Another San Antonio-based band from that era also fell into a record label quagmire — in its case with one of the industry giants.
San Antonio-based metal act Pariah leveraged its regional success into a 1991 deal with Geffen Records. But the band’s major-label debut was completed at the end of the hair-metal trend. As a result, the label delayed its release and dropped Pariah.
“They missed the last gasp of air from the hair rock scene,” Beres said. “Nirvana was already out, and [Geffen] tried to release [Pariah’s record] and nobody wanted it, so they did the one record and got dropped.”
The band’s bassist, Sims Ellison, who struggled with depression, took his own life a few years later.
Geffen Records officials were unavailable for comment.
To be sure, the struggles of San Antonio musical acts aren’t unique. Countless musicians worldwide have signed contracts only to find out they didn’t know what was in store.
Ceschi Ramos, owner of New Haven, Connecticut-based Fake Four Inc. — a label with San Antonio-based Chisme on its roster — saw that from the artist’s point of view. When his band Toca was coming up in LA, its demo landed in the hands of Ted Chung, Snoop Dogg’s manager.
Facebook / Lonely Horse
Mural of Nic Long of Lonely Horse off the N. St. Mary's Stip
Long story short, Chung offered Toca a development deal, which got the band into the studio and its music onto the opening page of Myspace. However, Ramos said the manager took the unfinished recordings and began mastering the music for his own licensing use.

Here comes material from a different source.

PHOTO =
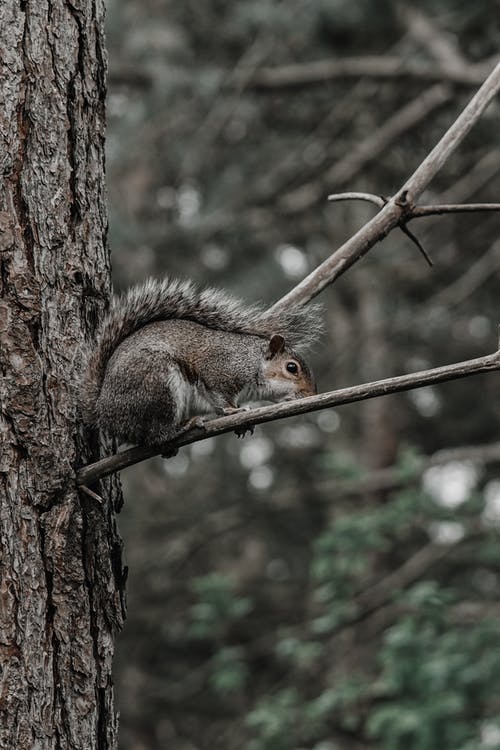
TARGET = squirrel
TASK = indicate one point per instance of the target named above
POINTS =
(167, 349)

“These were tracks that were not ready,” Ramos said. “These were tracks that we never handed them. They took our hard drive hostage.”
Chung didn’t respond to an interview request on his dealings with the band.
Toca eventually broke up under the pressure, according to Ramos. And even when he and his band members tried to obtain copies of their own album, Chung’s label pushed back.
“These guys tried to give us one CD each, and I had to beg for one for my mom,” Ramos said, laughing at the absurdity. “Now there’s 10,000 of them in a warehouse somewhere, and they don’t give a fuck. But back then, they tried to act like each CD was made out of gold.”
But for Long of Lonely Horse, the pain from its label fight is too fresh to laugh at.
“[It’s] just this huge battle,” Long said. “I’m dealing with that as well as personal stuff with my son and custody ... Over time, I just got burnt out. I was focusing on the band for so many years, one of the reasons for my divorce was because Lonely Horse ... I’m suffering from Lonely Horse, financially and spiritually. I’m just beat down.”
Although Lonely Horse has ridden into the sunset, neither member is letting the downside of the business kill his creativity. Long’s been self-producing a solo project and Hild plays drums with psych-rock outfit Mockingbird Express.